Muss die Zeitung so viel Aufhebens davon machen? Wen interessiert schon die Entfernung nach Eydtkuhnen? Sagen wir so: Das Wissen darum kann nicht schaden. Und es ist auch nicht so unbedeutsam, wie der flüchtige Blick vielleicht suggeriert. Denn Helmstedt und Eydtkuhnen verbindet mehr als eine dreistellige Kilometerzahl. Es geht um persönliche Schicksale und Lebensgeschichten. Um Menschen, die einst im Raum Eydtkuhnen lebten und später dann im südöstlichen Niedersachsen Wurzeln schlugen. Später, das heißt nach dem Zweiten Weltkrieg. In diesem Krieg gingen Ost- und Westpreußen verloren und Hunderttausende mussten die Flucht ergreifen. Einige von ihnen verschlug das Schicksal nach Helmstedt.

Helga Anders (82) stammt aus Ostpreußen. Sie kam Mitte der 60er Jahre, nach einer „Wanderschaft durch Niedersachsen“, wie sie uns erzählt, nach Helmstedt. Sie ist aktuell die Vorsitzende der örtlichen Landsmannschaft der Ost- und Westpreußen – möglicherweise die letzte. „Wir werden uns in diesem Jahr treffen und dann entscheiden, ob die Landsmannschaft in Helmstedt aufgelöst wird“, sagt Anders. Das könnte damit zu tun haben, dass sie als Motor der Gruppe seit einigen Monaten gar nicht mehr in Helmstedt lebt. Aus Gesundheitsgründen musste sie im reifen Seniorenalter noch einmal „auf Wanderschaft“ gehen, nach Cuxhaven. Der Seeluft wegen. „Mein Autokennzeichen HE werde ich aber behalten“, verspricht die 82-Jährige.

Verbundenheit ist halt ihr Ding. Mit Helmstedt, na klar. Aber eben auch mit der alten Heimat – das ist Ostpreußen. Wer nie von irgendwo vertrieben worden ist, aus welchem Grund auch immer, der wird das damit verbundene Verlustgefühl womöglich mit einem Achselzucken quittieren. Für Helga Anders und viele ihrer Landsleute kam ein Vergessen nie in Frage. 2017 hat sie zuletzt die Stätte ihrer Kindheit besucht, die lag 50 Kilometer entfernt von Trakehnen, dem berühmten Gestüt. Für sie sind solche Reisen Erinnerungsarbeit. Die hat sie auch in Helmstedt betrieben. Durch ihr Engagement für die Kilometertafel am Magdeburger Tor, die an Helmstedts Lage an der alten Reichsstraße 1 erinnert. Die endete – aufgepasst ! – in Eydtkuhnen.

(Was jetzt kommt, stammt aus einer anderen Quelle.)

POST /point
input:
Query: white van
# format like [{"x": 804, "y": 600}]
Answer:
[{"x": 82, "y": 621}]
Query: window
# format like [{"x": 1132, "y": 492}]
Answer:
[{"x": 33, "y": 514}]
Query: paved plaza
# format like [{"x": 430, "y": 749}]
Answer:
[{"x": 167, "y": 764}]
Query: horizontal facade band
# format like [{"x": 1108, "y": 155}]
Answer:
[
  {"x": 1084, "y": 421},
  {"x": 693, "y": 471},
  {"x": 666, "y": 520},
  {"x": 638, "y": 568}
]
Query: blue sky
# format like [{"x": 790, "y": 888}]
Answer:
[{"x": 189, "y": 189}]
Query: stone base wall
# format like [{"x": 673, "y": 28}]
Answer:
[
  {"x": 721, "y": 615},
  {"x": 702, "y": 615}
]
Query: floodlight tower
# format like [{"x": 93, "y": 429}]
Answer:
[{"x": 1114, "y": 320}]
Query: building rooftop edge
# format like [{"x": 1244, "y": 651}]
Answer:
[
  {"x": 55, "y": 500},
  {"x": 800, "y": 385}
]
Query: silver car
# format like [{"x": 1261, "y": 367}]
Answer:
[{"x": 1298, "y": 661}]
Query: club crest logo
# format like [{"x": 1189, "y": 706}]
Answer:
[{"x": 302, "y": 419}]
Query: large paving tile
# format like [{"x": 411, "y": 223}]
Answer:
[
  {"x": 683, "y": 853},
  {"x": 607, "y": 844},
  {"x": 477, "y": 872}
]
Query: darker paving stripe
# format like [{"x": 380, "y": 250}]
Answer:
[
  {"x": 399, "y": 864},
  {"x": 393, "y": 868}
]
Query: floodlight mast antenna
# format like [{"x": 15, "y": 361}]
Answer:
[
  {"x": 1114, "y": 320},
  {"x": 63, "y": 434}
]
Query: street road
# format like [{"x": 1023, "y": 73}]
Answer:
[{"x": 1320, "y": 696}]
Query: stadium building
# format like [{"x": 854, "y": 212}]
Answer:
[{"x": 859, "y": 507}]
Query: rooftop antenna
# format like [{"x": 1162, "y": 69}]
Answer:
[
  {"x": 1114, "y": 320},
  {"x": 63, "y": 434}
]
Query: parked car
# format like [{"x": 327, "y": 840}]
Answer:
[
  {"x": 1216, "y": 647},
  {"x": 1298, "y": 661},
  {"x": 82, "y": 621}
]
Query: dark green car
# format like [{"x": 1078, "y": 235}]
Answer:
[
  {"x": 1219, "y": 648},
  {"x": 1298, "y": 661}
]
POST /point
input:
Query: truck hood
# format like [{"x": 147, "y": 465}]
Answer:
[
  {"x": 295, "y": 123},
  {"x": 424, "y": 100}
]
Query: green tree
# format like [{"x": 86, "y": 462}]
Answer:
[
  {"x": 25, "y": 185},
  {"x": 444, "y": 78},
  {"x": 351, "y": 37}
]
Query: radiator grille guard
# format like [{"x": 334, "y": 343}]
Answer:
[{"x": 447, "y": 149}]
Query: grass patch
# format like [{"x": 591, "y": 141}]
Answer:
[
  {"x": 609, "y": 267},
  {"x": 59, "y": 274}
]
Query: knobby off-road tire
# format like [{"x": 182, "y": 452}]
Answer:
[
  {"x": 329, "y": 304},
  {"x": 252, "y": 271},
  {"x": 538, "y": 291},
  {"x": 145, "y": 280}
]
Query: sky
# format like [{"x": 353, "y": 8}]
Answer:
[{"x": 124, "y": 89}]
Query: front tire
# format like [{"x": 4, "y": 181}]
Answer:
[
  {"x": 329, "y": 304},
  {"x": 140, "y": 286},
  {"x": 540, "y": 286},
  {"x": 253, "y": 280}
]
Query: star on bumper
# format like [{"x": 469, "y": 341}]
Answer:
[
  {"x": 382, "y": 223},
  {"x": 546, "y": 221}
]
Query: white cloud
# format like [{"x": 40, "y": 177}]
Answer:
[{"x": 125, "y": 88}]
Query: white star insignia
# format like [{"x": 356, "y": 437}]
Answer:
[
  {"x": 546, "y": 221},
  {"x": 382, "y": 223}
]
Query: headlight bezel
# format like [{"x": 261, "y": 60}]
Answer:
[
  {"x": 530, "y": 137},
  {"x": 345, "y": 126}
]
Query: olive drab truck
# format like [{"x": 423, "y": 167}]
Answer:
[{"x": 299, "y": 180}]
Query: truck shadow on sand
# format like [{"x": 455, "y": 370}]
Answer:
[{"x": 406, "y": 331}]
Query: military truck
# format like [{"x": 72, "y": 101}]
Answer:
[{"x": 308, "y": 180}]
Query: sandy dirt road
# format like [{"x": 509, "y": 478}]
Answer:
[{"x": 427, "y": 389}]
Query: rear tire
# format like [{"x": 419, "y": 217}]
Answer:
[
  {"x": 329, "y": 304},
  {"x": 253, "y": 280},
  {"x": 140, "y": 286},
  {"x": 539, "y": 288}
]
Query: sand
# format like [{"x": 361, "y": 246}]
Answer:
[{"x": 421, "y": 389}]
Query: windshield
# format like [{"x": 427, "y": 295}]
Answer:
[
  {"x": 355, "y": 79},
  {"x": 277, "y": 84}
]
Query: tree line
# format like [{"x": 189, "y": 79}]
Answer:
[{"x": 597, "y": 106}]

Die Vorgängertafel aus Holz, in den 50er Jahren errichtet, musste direkt nach der deutschen Wiedervereinigung der Verbreiterung der Bundesstraße 1 weichen. Helga Anders und zahlreiche Mitstreiter kämpften dafür, dass ein Nachfolgerschild aufgestellt wurde. Das wurde 2014 renoviert – wieder auf Betreiben von Helga Anders.

Schon komisch, was die Geschichte mit uns macht. Oder machen kann.